Shortly after the programme’s inception, over a decade ago, an administrative branch of the WPP was formed in SVG, headed by retired senior nurse Jackie King. Through her personality-driven momentum the Dove Club was formed to assist in coordinating the logistics of bringing the medical teams and their young patients together.

Sadly, there are many applicants for the operation, but only a few can be chosen. The local and visiting team must consider many determining factors, such as degree and extent of the curve, is the spine still growing and changing, is it likely to worsen and the location of the curve.

This year, under the leadership of Virginia-based pediatric orthopedic surgeon Dr Robert Tuten, the medical team included a hip surgery as part of their mission, bringing to nine the number of children assisted. That meant that the team literally worked back to back on surgeries.

Parents or guardians travel with their children from various Caribbean countries. The spinal fusion surgery involves the placement of stainless steel rods and surgical screws along the spines of the children, costing in the hundreds of thousands.
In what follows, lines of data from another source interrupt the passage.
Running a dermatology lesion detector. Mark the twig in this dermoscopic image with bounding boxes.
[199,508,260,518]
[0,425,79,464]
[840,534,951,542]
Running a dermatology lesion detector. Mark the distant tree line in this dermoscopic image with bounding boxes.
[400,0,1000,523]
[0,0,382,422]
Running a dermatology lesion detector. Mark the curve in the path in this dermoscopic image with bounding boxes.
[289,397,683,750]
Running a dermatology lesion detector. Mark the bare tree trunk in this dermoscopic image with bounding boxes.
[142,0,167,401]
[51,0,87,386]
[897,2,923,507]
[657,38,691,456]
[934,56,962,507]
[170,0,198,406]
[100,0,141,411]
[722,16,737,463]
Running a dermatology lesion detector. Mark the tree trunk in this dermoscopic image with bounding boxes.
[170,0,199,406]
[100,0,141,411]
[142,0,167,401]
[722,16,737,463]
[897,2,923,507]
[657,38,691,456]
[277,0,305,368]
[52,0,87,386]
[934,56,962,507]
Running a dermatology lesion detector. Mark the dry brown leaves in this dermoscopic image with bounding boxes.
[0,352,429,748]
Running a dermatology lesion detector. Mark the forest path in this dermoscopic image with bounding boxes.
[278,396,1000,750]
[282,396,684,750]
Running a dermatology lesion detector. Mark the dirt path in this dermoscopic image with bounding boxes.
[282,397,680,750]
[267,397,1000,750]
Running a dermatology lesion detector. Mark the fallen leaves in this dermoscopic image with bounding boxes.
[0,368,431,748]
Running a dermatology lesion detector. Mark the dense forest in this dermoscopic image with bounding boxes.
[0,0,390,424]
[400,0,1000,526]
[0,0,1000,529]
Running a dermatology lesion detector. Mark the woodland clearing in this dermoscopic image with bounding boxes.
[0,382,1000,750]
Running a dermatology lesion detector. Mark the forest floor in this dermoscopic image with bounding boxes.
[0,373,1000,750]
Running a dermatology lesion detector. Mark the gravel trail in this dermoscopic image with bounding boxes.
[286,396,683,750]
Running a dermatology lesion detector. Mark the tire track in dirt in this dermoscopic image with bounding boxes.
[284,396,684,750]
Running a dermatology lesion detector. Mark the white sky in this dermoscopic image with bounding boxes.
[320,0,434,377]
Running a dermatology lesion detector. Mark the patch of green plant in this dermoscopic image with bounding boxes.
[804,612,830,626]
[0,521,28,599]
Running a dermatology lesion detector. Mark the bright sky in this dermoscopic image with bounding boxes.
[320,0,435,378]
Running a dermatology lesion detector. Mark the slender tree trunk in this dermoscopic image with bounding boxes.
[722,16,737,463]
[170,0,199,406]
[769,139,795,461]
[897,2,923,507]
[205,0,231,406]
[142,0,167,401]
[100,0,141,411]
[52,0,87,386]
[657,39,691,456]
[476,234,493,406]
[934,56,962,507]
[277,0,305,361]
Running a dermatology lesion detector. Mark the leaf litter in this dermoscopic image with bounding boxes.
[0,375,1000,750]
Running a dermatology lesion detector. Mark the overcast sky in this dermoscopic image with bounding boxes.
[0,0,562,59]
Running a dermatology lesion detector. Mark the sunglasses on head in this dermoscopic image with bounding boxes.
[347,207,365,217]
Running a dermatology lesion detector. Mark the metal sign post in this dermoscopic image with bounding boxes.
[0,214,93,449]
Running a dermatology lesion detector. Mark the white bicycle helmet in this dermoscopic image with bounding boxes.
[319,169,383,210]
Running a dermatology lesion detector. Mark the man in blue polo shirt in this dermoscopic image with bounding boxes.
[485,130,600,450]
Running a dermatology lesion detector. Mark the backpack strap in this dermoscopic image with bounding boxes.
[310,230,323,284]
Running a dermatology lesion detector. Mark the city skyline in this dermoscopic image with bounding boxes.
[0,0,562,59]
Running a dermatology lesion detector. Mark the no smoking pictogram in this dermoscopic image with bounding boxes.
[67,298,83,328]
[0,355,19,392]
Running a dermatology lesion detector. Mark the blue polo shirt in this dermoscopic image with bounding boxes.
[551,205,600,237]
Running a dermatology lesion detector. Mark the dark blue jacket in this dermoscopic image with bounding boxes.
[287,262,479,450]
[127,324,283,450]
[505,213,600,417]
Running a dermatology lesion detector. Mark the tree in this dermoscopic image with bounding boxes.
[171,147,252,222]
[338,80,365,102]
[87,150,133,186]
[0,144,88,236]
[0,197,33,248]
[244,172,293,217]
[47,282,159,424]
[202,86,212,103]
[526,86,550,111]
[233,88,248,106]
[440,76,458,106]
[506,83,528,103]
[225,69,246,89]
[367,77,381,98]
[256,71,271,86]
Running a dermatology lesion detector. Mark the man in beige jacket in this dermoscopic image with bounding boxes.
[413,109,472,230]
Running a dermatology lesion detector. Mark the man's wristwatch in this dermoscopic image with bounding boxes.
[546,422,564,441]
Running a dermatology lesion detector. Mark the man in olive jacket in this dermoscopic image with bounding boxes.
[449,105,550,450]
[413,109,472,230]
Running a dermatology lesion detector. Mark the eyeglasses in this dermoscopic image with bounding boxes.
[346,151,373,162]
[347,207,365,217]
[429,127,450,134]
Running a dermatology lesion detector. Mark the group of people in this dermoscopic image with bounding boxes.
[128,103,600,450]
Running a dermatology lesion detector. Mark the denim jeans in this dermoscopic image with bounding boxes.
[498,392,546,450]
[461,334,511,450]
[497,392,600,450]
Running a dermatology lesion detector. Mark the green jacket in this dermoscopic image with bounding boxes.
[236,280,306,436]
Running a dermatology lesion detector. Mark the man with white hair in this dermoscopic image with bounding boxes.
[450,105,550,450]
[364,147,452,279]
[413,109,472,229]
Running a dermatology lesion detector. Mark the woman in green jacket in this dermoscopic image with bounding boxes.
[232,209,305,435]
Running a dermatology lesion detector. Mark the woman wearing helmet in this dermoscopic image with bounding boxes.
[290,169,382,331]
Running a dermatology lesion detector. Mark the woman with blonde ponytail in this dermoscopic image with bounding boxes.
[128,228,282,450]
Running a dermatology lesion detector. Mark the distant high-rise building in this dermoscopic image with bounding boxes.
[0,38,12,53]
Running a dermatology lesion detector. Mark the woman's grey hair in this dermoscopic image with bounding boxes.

The surgical operations are carried out at the Milton Cato Memorial Hospital, facilitated by the hospital’s administration, doctors and staff who have been complimented for their efforts, working under less than optimum conditions. The WPP programme is funded by generous monetary donations and by the medical teams who give freely of their time and skills. In St Vincent and the Grenadines, certain kind and generous individuals give of their services to assist in the care, accommodation, feeding and transport of the visiting medical team.

The next team is expected to arrive early in 2015.